Après le refus qui lui a été opposé par Kol Israel, Bingham est allé rencontrer Fleischer à Beit El, qui lui a demandé de continuer à travailler dans son émission – cette fois en faisant la chronique de sa nouvelle vie en Israël. Quelques semaines plus tard, il a offert à Bingham sa propre émission qu’il réalise dorénavant depuis son bureau. Le programme commence par la musique de « Superman » et présente Bingham comme « le doyen des ondes ». Dans une émission, début janvier, le nonagénaire a confié que sa résolution du Nouvel An était d’apprendre quelques mots en hébreu chaque jour.

Walter Bingham a aussi été mannequin. Sa barbe fournie lui a souvent aidé à trouver un emploi. (Crédit : Sam Sokol/ JTA)

Le bureau de Bingham sert de musée des souvenirs racontant sa carrière, longue d’environ 70 ans. Les murs sont recouverts de certificats, de distinctions militaires, de photos prises aux côtés d’éminentes personnalités, comme le président israélien Reuven Rivlin ou l’ancien gouverneur de l’Arkansas Mike Huckabee. Dans la pièce se trouve le bureau massif où il réalise et fait le montage de son émission.

Bien sûr, la technologie a beaucoup, beaucoup changé depuis qu’il s’est lancé dans le métier, dit Bingham, qui raconte avoir dû, dans le passé, couper des morceaux de bobines et les scotcher ensemble avec de l’adhésif – un processus remplacé aujourd’hui par des cartes SD et des logiciels de montage audio.

Mais si les équipements se sont modernisés, l’artisanat reste le même – et Bingham insiste sur le fait qu’il est déterminant que les jeunes journalistes apprennent à écouter et à ne pas mêler leurs propres opinions à une interview.

« Souvent, je vois des entretiens présumés où le journaliste parle davantage que la personne interviewée », dit-il. « Posez des questions, laissez répondre pleinement votre interlocuteur. Ne coupez pas sans arrêt la parole.

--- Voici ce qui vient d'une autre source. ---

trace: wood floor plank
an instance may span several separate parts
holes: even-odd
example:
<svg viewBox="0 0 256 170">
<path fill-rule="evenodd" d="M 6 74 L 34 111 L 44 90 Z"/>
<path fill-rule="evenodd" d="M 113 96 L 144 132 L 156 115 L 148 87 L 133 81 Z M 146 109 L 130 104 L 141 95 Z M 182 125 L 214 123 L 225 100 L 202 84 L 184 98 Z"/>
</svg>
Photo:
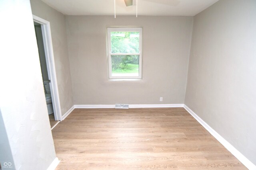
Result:
<svg viewBox="0 0 256 170">
<path fill-rule="evenodd" d="M 57 170 L 247 169 L 183 108 L 76 109 L 52 133 Z"/>
</svg>

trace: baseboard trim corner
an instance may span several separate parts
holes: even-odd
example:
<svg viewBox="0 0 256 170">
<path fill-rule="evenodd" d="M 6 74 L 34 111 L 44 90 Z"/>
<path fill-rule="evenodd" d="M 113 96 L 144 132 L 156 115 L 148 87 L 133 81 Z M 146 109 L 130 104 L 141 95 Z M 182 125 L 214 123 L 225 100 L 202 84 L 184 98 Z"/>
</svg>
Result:
<svg viewBox="0 0 256 170">
<path fill-rule="evenodd" d="M 60 162 L 60 161 L 59 160 L 58 158 L 55 158 L 47 168 L 47 170 L 54 170 L 57 167 L 57 166 L 58 166 L 58 165 L 59 164 Z"/>
<path fill-rule="evenodd" d="M 199 123 L 203 126 L 216 139 L 220 142 L 224 147 L 239 160 L 249 170 L 256 170 L 256 165 L 254 165 L 220 134 L 214 131 L 210 126 L 193 111 L 192 110 L 185 104 L 184 104 L 184 107 Z"/>
<path fill-rule="evenodd" d="M 62 121 L 64 120 L 75 109 L 75 106 L 73 105 L 62 117 Z"/>
</svg>

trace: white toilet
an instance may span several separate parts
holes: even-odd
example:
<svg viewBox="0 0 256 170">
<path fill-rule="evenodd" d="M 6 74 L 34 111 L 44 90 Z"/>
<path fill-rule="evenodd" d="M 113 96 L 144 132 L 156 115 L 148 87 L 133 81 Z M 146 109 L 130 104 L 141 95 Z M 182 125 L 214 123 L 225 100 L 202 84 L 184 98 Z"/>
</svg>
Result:
<svg viewBox="0 0 256 170">
<path fill-rule="evenodd" d="M 46 104 L 47 105 L 48 114 L 50 115 L 53 113 L 53 107 L 52 102 L 52 96 L 51 96 L 51 90 L 49 80 L 44 81 L 44 88 L 45 100 L 46 101 Z"/>
</svg>

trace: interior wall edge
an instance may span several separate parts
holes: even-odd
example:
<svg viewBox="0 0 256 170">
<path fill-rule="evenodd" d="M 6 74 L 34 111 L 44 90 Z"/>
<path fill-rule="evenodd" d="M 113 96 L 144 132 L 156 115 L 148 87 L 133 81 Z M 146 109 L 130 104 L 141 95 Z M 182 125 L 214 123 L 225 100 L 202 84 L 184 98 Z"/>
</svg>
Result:
<svg viewBox="0 0 256 170">
<path fill-rule="evenodd" d="M 191 110 L 186 104 L 184 104 L 184 108 L 197 121 L 208 131 L 213 137 L 236 157 L 242 164 L 249 170 L 256 169 L 256 165 L 254 165 L 249 159 L 242 154 L 236 148 L 230 144 L 224 138 L 216 132 L 210 126 L 198 116 L 195 112 Z"/>
</svg>

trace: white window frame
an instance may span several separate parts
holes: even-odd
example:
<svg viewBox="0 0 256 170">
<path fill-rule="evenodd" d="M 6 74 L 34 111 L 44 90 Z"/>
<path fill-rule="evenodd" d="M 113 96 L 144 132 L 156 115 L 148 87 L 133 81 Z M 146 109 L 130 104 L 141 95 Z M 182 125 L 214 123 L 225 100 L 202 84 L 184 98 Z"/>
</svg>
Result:
<svg viewBox="0 0 256 170">
<path fill-rule="evenodd" d="M 108 28 L 108 70 L 109 78 L 110 79 L 114 78 L 138 78 L 141 79 L 142 76 L 142 28 L 129 28 L 129 27 L 119 27 L 119 28 Z M 139 32 L 139 53 L 111 53 L 111 32 Z M 112 76 L 112 62 L 111 61 L 111 55 L 139 55 L 139 76 Z"/>
</svg>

Si l’entretien est pré-enregistré, il est toujours possible de faire un montage là où, selon vous, la personne interviewée s’est trop attardée, où elle a été trop longue ».

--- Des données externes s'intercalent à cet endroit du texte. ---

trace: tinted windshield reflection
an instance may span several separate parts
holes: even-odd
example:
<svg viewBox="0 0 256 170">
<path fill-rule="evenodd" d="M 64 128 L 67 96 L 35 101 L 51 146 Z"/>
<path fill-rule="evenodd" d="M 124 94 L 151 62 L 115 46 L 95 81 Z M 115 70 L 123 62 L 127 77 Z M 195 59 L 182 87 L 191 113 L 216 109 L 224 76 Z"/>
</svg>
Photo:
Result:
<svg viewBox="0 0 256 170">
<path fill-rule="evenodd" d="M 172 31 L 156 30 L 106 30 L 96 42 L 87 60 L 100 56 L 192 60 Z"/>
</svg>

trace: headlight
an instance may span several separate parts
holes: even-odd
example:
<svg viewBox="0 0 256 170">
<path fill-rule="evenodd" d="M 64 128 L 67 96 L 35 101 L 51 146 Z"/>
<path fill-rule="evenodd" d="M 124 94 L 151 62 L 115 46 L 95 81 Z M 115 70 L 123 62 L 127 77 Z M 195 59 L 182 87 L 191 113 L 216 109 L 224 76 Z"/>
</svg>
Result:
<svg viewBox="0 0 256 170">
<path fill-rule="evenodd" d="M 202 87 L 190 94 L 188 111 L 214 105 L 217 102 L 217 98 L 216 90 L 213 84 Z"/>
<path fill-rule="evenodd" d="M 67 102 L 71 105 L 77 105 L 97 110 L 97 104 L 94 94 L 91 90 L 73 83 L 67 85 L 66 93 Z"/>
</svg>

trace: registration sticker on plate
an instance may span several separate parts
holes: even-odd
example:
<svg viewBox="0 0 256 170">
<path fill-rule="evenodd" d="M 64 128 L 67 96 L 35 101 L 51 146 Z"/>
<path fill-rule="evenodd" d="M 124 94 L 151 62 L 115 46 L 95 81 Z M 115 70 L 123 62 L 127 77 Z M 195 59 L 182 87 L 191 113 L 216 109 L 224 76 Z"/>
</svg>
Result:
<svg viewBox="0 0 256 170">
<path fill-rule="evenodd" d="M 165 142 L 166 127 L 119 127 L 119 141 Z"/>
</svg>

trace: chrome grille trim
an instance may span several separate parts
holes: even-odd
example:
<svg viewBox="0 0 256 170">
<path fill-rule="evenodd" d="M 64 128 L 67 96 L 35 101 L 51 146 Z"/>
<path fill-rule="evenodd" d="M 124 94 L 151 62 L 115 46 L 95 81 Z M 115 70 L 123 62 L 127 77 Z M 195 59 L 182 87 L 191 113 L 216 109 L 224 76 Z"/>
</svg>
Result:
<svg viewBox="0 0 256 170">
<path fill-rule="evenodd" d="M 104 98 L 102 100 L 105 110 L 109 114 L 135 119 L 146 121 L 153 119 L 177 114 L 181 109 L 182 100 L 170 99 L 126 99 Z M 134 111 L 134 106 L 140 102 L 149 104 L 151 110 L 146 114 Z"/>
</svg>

Si Bingham dit n’avoir aucune difficulté à faire part de ses opinions, il estime que de nombreux journalistes d’information contemporains laissent leurs préjugés inconscients déborder sur leur travail.

« Aujourd’hui, il n’y a que des opinions », ajoute-t-il. « C’est le principal changement que je constate. Quand vous lisez un journal, tout est affaire d’opinion, pas de faits ».

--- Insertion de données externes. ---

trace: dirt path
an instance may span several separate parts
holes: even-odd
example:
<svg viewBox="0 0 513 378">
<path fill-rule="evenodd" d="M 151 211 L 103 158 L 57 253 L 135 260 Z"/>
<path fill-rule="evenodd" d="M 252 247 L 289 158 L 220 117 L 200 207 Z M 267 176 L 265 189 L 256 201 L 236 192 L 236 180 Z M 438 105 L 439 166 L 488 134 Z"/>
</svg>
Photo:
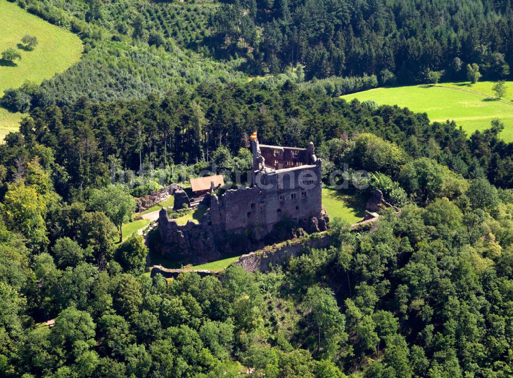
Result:
<svg viewBox="0 0 513 378">
<path fill-rule="evenodd" d="M 445 85 L 437 85 L 436 86 L 439 87 L 440 88 L 446 88 L 447 89 L 454 89 L 456 91 L 461 91 L 462 92 L 466 92 L 469 93 L 472 93 L 472 94 L 477 94 L 477 95 L 478 95 L 479 96 L 482 96 L 482 97 L 486 97 L 487 98 L 489 98 L 491 100 L 494 100 L 495 101 L 498 101 L 499 102 L 501 102 L 501 103 L 503 103 L 503 104 L 506 104 L 507 105 L 511 105 L 511 106 L 513 106 L 513 103 L 510 103 L 508 101 L 506 101 L 503 100 L 502 99 L 499 100 L 499 98 L 494 98 L 493 97 L 491 97 L 491 96 L 488 96 L 487 94 L 485 94 L 484 93 L 482 93 L 480 92 L 476 92 L 476 91 L 473 91 L 471 89 L 467 89 L 466 88 L 455 88 L 454 87 L 447 87 L 447 86 L 446 86 Z"/>
<path fill-rule="evenodd" d="M 159 219 L 159 212 L 160 212 L 160 210 L 156 210 L 154 211 L 152 211 L 151 213 L 143 214 L 142 216 L 143 219 L 147 219 L 151 222 L 153 222 L 153 221 L 156 221 Z"/>
</svg>

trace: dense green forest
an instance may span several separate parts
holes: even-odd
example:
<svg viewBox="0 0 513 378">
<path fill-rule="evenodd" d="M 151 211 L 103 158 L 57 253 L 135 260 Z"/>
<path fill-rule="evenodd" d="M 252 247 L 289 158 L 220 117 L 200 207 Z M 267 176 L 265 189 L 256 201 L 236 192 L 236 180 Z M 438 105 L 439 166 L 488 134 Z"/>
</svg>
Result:
<svg viewBox="0 0 513 378">
<path fill-rule="evenodd" d="M 508 1 L 15 2 L 76 33 L 86 46 L 80 63 L 28 93 L 33 107 L 71 105 L 84 95 L 142 98 L 282 72 L 299 83 L 331 78 L 336 88 L 328 91 L 340 95 L 424 82 L 432 71 L 464 79 L 473 64 L 485 78 L 506 78 L 513 61 Z M 362 83 L 366 75 L 372 79 Z M 342 77 L 350 79 L 341 84 Z"/>
<path fill-rule="evenodd" d="M 477 63 L 492 79 L 513 62 L 510 2 L 235 0 L 214 16 L 216 45 L 255 73 L 302 63 L 306 77 L 379 75 L 411 83 L 427 70 L 465 77 Z"/>
<path fill-rule="evenodd" d="M 15 2 L 85 52 L 9 92 L 30 112 L 0 144 L 0 376 L 513 378 L 500 121 L 468 135 L 337 97 L 470 63 L 508 75 L 511 2 Z M 247 170 L 255 129 L 313 141 L 325 183 L 347 164 L 341 180 L 368 185 L 348 193 L 401 211 L 332 220 L 330 247 L 268 273 L 150 278 L 143 237 L 121 231 L 133 197 Z"/>
<path fill-rule="evenodd" d="M 407 109 L 259 85 L 36 108 L 9 135 L 4 374 L 511 376 L 513 193 L 486 178 L 502 180 L 491 163 L 508 148 L 500 122 L 469 139 Z M 141 146 L 147 164 L 167 163 L 156 170 L 168 182 L 179 162 L 194 163 L 193 173 L 243 168 L 255 124 L 271 143 L 312 138 L 325 175 L 343 162 L 370 171 L 366 190 L 381 189 L 402 213 L 370 232 L 334 220 L 331 247 L 268 273 L 143 274 L 142 238 L 114 244 L 116 220 L 97 201 L 118 187 L 106 186 L 109 165 L 136 169 Z M 38 324 L 46 319 L 55 326 Z"/>
</svg>

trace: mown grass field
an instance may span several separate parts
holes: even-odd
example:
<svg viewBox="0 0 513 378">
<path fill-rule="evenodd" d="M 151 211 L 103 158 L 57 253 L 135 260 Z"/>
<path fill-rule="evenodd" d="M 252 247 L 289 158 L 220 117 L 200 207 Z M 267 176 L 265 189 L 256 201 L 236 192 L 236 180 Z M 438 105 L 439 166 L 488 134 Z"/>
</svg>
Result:
<svg viewBox="0 0 513 378">
<path fill-rule="evenodd" d="M 173 205 L 174 205 L 174 197 L 172 195 L 167 200 L 164 200 L 160 203 L 155 205 L 154 206 L 150 207 L 147 210 L 145 210 L 141 213 L 148 214 L 149 213 L 153 212 L 153 211 L 156 211 L 157 210 L 160 211 L 163 207 L 172 207 Z"/>
<path fill-rule="evenodd" d="M 348 101 L 373 100 L 379 105 L 397 105 L 416 112 L 426 112 L 431 121 L 454 120 L 470 135 L 476 130 L 489 128 L 494 118 L 505 128 L 501 136 L 513 142 L 513 82 L 502 101 L 494 98 L 492 82 L 445 83 L 437 86 L 416 85 L 379 88 L 342 96 Z"/>
<path fill-rule="evenodd" d="M 353 224 L 363 220 L 366 202 L 366 198 L 347 194 L 343 190 L 331 188 L 322 189 L 322 204 L 332 221 L 334 218 L 342 218 Z"/>
<path fill-rule="evenodd" d="M 25 81 L 40 84 L 71 67 L 80 59 L 83 47 L 78 37 L 30 14 L 17 6 L 0 0 L 0 51 L 16 48 L 22 59 L 15 66 L 0 64 L 0 96 L 4 91 L 18 88 Z M 31 51 L 18 48 L 24 35 L 37 38 L 38 44 Z M 0 108 L 0 141 L 16 131 L 23 114 Z"/>
</svg>

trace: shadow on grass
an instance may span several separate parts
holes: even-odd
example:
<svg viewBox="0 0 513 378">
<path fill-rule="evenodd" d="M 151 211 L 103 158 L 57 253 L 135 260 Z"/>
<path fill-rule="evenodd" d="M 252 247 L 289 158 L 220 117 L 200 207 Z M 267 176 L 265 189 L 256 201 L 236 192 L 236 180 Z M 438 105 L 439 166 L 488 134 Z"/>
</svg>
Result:
<svg viewBox="0 0 513 378">
<path fill-rule="evenodd" d="M 20 50 L 23 50 L 24 51 L 32 51 L 34 50 L 33 47 L 29 47 L 28 46 L 24 45 L 22 43 L 19 43 L 19 42 L 16 44 L 16 47 Z"/>
<path fill-rule="evenodd" d="M 6 67 L 17 67 L 17 66 L 18 65 L 17 65 L 14 62 L 6 61 L 5 59 L 0 59 L 0 66 Z"/>
</svg>

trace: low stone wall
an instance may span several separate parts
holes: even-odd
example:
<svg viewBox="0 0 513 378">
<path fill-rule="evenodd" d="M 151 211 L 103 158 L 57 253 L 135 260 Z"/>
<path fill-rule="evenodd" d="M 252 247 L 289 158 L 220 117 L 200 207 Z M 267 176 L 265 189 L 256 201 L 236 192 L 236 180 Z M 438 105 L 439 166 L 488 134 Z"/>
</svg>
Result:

Fleischer, qui est aujourd’hui porte-parole de l’implantation juive de Hébron, admire encore Bingham, disant à la JTA qu’il « a une ténacité unique dans son rapport à la vie, il montre une ténacité incroyable quand il recherche l’information mais également une ténacité incroyable à vivre pleinement ».

Bingham, continue Fleisher, apporte une « mise en perspective énorme face à l’histoire et il montre un courage personnel exceptionnel, et un formidable appétit de vivre ».

Steve Linde, ami de longue date de Bingham et rédacteur en chef du Jerusalem Report, écrit dans un courriel que l’entrée de Bingham dans le livre Guinness des Records témoigne à elle seule de sa persévérance. Il ajoute que Bingham a « un merveilleux sens de l’humour ».

« Ce que j’admire le plus chez lui, c’est qu’il n’abandonne jamais », continue Linde dans son courriel. « Je lui ai demandé une fois pourquoi il n’utilisait pas une canne pour marcher et il m’a répondu que s’il commençait à en utiliser une, il en dépendrait toujours par la suite. Il est férocement indépendant, il a des opinions fortes à peu près sur tout. Mais c’est sa passion pour la vie, pour les personnes et pour la vérité qui restent peut-être ses qualités les plus remarquables ».

Va-t-il prendre sa retraite ? A cette question, le nonagénaire répond sur le ton de la plaisanterie, disant qu’il faudra qu’il regarde la définition de ce mot dans le dictionnaire.

« Je ne vais pas prendre ma retraite », s’exclame-t-il ensuite. « Je continuerai aussi longtemps que je le pourrai ».